A novel Frabin (FGD4) nonsense mutation p.R275X associated with phenotypic variability in CMT4H.

Author information

1
Institute of Neurology, Queen Square, London WC1N3BG, UK. h.houlden@ion.ucl.ac.uk

Abstract

BACKGROUND:

Charcot Marie Tooth (CMT) disease is a heterogeneous group of inherited peripheral motor and sensory neuropathies. CMT4H is an early onset autosomal recessive demyelinating neuropathy. The locus responsible for CMT4H was assigned to chromosome 12p11.21-q13.11 by homozygosity mapping and mutations in the Frabin gene (FGD4 Rho GDP/GTP exchange factor) were subsequently identified in six families.

METHODS:

We sequenced the Frabin gene in a cohort of 12 UK CMT families with clinically defined autosomal recessive demyelinating neuropathy.

RESULTS:

We identified a novel homozygous Frabin p.R275X mutation in a family from Northern Ireland.
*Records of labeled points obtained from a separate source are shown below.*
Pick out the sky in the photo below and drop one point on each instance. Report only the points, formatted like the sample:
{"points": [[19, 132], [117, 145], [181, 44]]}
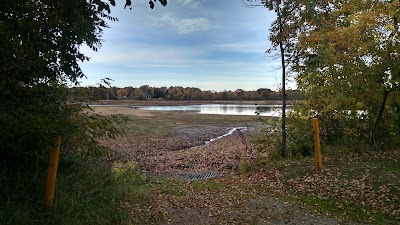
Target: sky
{"points": [[209, 44]]}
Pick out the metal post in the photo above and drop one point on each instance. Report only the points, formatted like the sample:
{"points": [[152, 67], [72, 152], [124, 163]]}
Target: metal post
{"points": [[51, 175], [317, 144]]}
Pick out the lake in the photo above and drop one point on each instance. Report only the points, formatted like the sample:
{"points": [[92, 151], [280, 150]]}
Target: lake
{"points": [[222, 109]]}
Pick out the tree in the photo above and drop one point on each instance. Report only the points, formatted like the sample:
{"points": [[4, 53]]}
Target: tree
{"points": [[282, 36], [348, 67], [40, 49]]}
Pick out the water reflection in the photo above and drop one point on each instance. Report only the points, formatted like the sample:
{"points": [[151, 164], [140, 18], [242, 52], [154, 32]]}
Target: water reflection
{"points": [[223, 109]]}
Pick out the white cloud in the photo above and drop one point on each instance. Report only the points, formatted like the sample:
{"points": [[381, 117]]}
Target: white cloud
{"points": [[184, 26], [244, 47], [190, 3]]}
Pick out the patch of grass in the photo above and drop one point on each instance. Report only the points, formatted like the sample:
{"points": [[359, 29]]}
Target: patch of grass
{"points": [[87, 192], [360, 186], [345, 211], [206, 185]]}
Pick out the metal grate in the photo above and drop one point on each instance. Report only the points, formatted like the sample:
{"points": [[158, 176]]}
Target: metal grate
{"points": [[201, 176]]}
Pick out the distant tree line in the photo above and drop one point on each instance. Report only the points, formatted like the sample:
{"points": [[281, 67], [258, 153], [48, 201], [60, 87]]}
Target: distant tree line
{"points": [[178, 93]]}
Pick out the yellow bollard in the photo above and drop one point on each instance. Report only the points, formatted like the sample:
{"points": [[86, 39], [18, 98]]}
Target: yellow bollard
{"points": [[317, 144], [51, 175]]}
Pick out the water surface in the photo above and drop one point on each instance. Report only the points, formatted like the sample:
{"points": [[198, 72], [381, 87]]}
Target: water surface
{"points": [[223, 109]]}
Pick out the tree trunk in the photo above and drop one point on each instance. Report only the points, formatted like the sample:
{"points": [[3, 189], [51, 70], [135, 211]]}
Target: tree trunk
{"points": [[379, 117]]}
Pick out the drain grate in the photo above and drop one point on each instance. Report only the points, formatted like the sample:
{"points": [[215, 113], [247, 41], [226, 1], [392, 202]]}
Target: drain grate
{"points": [[201, 176]]}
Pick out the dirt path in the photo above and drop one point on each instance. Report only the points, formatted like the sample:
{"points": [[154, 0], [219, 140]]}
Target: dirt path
{"points": [[169, 145]]}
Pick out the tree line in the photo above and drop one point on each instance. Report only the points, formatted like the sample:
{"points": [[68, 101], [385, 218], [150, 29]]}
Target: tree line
{"points": [[177, 93], [345, 57]]}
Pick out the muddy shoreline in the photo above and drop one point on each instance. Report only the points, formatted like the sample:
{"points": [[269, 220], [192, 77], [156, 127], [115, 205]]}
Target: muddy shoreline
{"points": [[157, 102]]}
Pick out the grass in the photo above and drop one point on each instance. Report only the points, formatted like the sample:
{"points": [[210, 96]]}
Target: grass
{"points": [[87, 192], [350, 186]]}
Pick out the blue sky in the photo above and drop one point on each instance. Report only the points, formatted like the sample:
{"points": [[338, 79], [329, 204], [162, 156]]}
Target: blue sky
{"points": [[209, 44]]}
The two affected cases in this family had a very slowly progressive neuropathy with both cases remaining ambulant into middle age. Examination of mRNA from lymphoblasts showed that this stop mutation caused very little nonsense mediated mRNA decay and the predominant mRNA species was the mutant form that is likely to be translated into a truncated protein.

CONCLUSIONS:

This work extends the understanding of the pathogenesis of Frabin mutation-associated Charcot Marie Tooth (CMT) 4H and suggests that mutations in Frabin should also be considered in ambulant adults with CMT1.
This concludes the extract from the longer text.